# Are these begonias viv appropriate?



## BethInAK (Jul 12, 2011)

I have fallen in love with these two weird begonias for the alien civiliation viv (I can only fit one, I suspect though) and wanted to know if ALL begonias are ok, or only some. 

But check these out:
Beg china curl









Beg Curly Fireflush









FREAKY BEGONIAS!


----------



## Porsche2Rad (Sep 4, 2011)

I know that in one of my cubs for whatever reason I can't keep and begonia alive. In my others the flourish. The first one is gorgeous. You should definitely give it a shot.


----------



## Mer_ (Sep 11, 2011)

I've not kept any begonias in a vivarium, but have kept them around the house. I think that with the right care they can all thrive in a vivarium. I do know that some varieties can get rather large. 


I like both of the ones you selected; very neat looking. I like the first one because of the colors and the select one because of the unique leaf shape.


----------



## BethInAK (Jul 12, 2011)

Last night I found a black and scarlet begonia locally! I am excited! It's not as cool as the white and red one but almost!!!

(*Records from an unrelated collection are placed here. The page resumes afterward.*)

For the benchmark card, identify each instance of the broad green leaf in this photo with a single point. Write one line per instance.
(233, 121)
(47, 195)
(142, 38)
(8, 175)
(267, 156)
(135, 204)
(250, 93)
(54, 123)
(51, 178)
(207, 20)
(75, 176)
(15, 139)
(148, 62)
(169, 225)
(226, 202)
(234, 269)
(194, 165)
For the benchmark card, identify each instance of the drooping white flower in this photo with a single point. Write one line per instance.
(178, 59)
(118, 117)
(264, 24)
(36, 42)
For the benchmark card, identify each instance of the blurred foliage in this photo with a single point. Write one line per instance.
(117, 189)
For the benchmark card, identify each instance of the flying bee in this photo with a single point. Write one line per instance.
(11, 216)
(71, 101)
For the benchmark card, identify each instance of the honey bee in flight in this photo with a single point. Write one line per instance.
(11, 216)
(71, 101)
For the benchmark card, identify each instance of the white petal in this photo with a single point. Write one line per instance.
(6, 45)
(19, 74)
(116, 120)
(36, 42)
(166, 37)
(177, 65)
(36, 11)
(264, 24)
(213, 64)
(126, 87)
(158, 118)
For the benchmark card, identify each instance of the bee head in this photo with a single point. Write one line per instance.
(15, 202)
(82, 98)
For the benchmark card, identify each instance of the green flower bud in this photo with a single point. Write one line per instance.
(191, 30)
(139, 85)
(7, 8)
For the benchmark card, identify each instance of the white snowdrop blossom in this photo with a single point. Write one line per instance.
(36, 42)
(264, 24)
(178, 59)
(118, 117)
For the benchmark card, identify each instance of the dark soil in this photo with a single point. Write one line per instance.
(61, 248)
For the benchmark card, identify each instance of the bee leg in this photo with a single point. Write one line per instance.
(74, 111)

I am going to give the begonia a shot!


----------



## Boondoggle (Dec 9, 2007)

If I'm not mistaken, they are both types of rex begonias (at least the second one is) and rex begonias grow very well for me in the vivs, provided they get enough light. Usually the problem is they grow too well and need frequent pruning.


----------



## KeroKero (Jun 13, 2004)

Looking at the site you pulled the pic from, 'China Curl gets about 14" tall, BUT realize that your plant may not end up looking like the picture. Rexes can have different colors under different conditions - the reds being more dramatic (why is my red rex turning silver? ahhhhhhhh! - heard that a number of times) but figured I'd toss in that warning. Since these guys can handle a range in humidity, beware of water sitting to long on the leaves and crown as it may be more prone to rot. That is the biggest issue I've had with mini rexes.

Curly Fireflush is a sport of Fireflush, and both need high humidity to do well - usually a sign of a good candidate for a tropical terrarium. It's standing as a rex is also shady, as it tend to not do the dormancy thing and just doesn't act like a rex in some ways - but that's a good thing!.

"Culturally this plant needs high humidity to survive. It can be kept under lights in a terrarium, but get's leggy. The leaf color can fade with too much light. It thrives in bright natural light in a greenhouse." www.begonias.org/monthly/Fireflush.pdf

As with any hairy plant, or begonia for that matter, just beware about it having sitting water on it too much. I've had similar plants do well either not getting misted (but in a humid tank), or in a set up with good air movement so that water sitting on the plant evaporated within 2 hours. The hairs are really something you really need to see in person, a really cool magenta (Begonia 'Manuas' and 'Jabberwocky' have them too, very cool!).


----------



## BethInAK (Jul 12, 2011)

i found this guy locally and love him, I'm going to have to figure out how to keep him red and black.


----------



## ckays (Jul 26, 2011)

So I was going to start a new thread, but I think my question will fit right in here. 

I recently planted a "Sun Tan Begonia" soli-mutata, in my viv and I have started to notice that that edges of the leaves are starting to blacken. 

Can anyone tell me what might be causing this? My understanding is that they like a lot of light. I have LEDS, so I don't think they are burning, but the plant is in direct light in the viv.

I am misting about twice a day, fairly heavily, substrate is ABG and eggcrate and the plant is planted directly in the ABG.

Any advice would be much appreciated. After reading this post, I am wondering if the leaves are getting/staying too wet.


----------



## Dartfrogfreak (Jun 22, 2005)

Im going to toss in some information

Rex Begonia draw their red colors from temperatures. If your temps are too high they are going to be silver instead of red.
Im still confused as to why the iridophores act this way.
I believe you will need to keep your temps in the low 70s to achieve the red colors

Also agreed with KeroKero, you are going to need a very large viv to keep those 2 varieties in.

Todd


----------



## Groundhog (Dec 17, 2006)

1) I concur that those Rexes will grow large.

2) Rexes do like humidity, but do not tolerate a very moist substrate--not always an easy combo in a vivarium.

3) In my experience, there are other rhizomatous begonias that are less hairy, stay more compact and tolerate a bit more moisture:

Begonia 'Little Darling'
B. 'Tiger Kitten" or any small nigramarga hybrid
B. conchifolia 'Zip' does well if planted up off the substrate (come to think of it, many rhizos grow well this way)

A whole posse of African yellow-flowered plants:
B 'Buttercup' is the easiest
B. quadrilata nimbaensis is one of the prettiest
B. prismatocarpa is popular, but not really suitable for heavier and/or boisterous frogs (e.g., hylids, Red eyes, terribilis, etc.)

Asian:
Beg coriacea--haven't grown this one, but said to be fairly tough
Beg luzonensis is quite vigorous

For myself, I'd go with any of the above even over a mini-Rex (if the goal is to grow the begonia in the vivarium long-term, e.g., six years as opposed to six months).


----------